The Asus RoG Swift PG27UQ has is a truly proper HDR panel and meets the requirement of a larger color space. By default, however, the screen is in sRGB (Racing) mode. If you want a wider color range, you will have to activate it yourself in the OSD menu.
Most software, however, can not deal with a wide gamut range, which makes colors appear very saturated. We measured the screen in both modes for color space testing, and show where relevant of both results.
For our first baseline test in the default gamut (sRGB) mode, we reach 99% of the sRGB color gamut, which is really good. But as explained, we can enable a wide color range in the monitor, so we do that and measure again.

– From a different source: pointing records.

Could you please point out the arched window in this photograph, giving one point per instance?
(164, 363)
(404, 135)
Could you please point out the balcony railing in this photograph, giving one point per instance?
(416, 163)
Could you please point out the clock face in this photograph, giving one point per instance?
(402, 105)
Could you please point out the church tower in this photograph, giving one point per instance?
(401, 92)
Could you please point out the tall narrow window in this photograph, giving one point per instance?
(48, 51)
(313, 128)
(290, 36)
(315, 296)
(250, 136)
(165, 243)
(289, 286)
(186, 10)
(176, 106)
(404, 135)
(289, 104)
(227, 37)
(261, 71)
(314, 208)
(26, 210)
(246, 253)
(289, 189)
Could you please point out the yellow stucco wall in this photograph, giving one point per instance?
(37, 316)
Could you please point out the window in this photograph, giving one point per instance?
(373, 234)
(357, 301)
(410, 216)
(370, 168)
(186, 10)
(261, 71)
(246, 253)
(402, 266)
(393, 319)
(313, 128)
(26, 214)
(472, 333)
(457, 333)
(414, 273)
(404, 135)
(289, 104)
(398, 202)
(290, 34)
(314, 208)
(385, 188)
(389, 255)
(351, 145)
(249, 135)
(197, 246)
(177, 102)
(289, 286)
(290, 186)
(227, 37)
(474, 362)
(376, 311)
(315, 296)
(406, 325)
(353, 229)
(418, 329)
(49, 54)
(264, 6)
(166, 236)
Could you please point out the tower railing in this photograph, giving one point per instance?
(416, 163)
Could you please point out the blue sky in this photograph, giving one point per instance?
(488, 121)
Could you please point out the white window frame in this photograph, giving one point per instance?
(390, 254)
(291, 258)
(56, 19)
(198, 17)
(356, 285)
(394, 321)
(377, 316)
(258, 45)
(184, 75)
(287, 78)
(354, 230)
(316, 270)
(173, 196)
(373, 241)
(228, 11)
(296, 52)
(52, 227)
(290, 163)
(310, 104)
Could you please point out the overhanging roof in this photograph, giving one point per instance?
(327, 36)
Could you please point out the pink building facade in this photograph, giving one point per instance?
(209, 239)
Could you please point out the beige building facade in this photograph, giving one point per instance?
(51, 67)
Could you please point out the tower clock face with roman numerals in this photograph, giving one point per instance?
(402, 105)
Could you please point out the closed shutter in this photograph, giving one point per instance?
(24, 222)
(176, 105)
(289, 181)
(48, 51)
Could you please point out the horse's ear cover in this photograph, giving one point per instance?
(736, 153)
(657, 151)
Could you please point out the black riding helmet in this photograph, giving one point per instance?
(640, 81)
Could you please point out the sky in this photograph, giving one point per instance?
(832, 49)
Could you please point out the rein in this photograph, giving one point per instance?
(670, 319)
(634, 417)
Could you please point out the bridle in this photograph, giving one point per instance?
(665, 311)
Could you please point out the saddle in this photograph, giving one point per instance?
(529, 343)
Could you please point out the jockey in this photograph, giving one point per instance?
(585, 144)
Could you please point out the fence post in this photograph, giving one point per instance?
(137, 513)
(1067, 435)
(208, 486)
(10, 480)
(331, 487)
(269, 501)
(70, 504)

In wide color gamut mode we reach 100% of sRGB, however, you can see we're much wider than that, that's easily 125% of sRGB.
So once we measure wide color gamut and test/compare with an AdobeRGB gamut, we retreive a 98% of AdobeRGB (!). To get you an idea, the AdobeRGB color space is very comparable to a DCI-P3 gamut, the green point is slightly different, the reds even better - but the measurement results show that the covered color space is hugely larger than sRGB. Very nice, very impressive.
Gamma
These monitors come factory calibrated for you, the next tests will back that fact. The average gamma value is also good with a measured deviation of 0.01 from 2.2
Gamma uncalibrated was spot on at 2.2, there is an allowance deviation of 10%, that is near perfect. This is the monitor untouched out of the box. And of course, you can alter and tweak anything to your liking yourself.
For a factory-calibrated monitor, the color accuracy should be really good out of the box, with a 0.00 average delta that is just a perfect score. That's a scary a one-off we assume.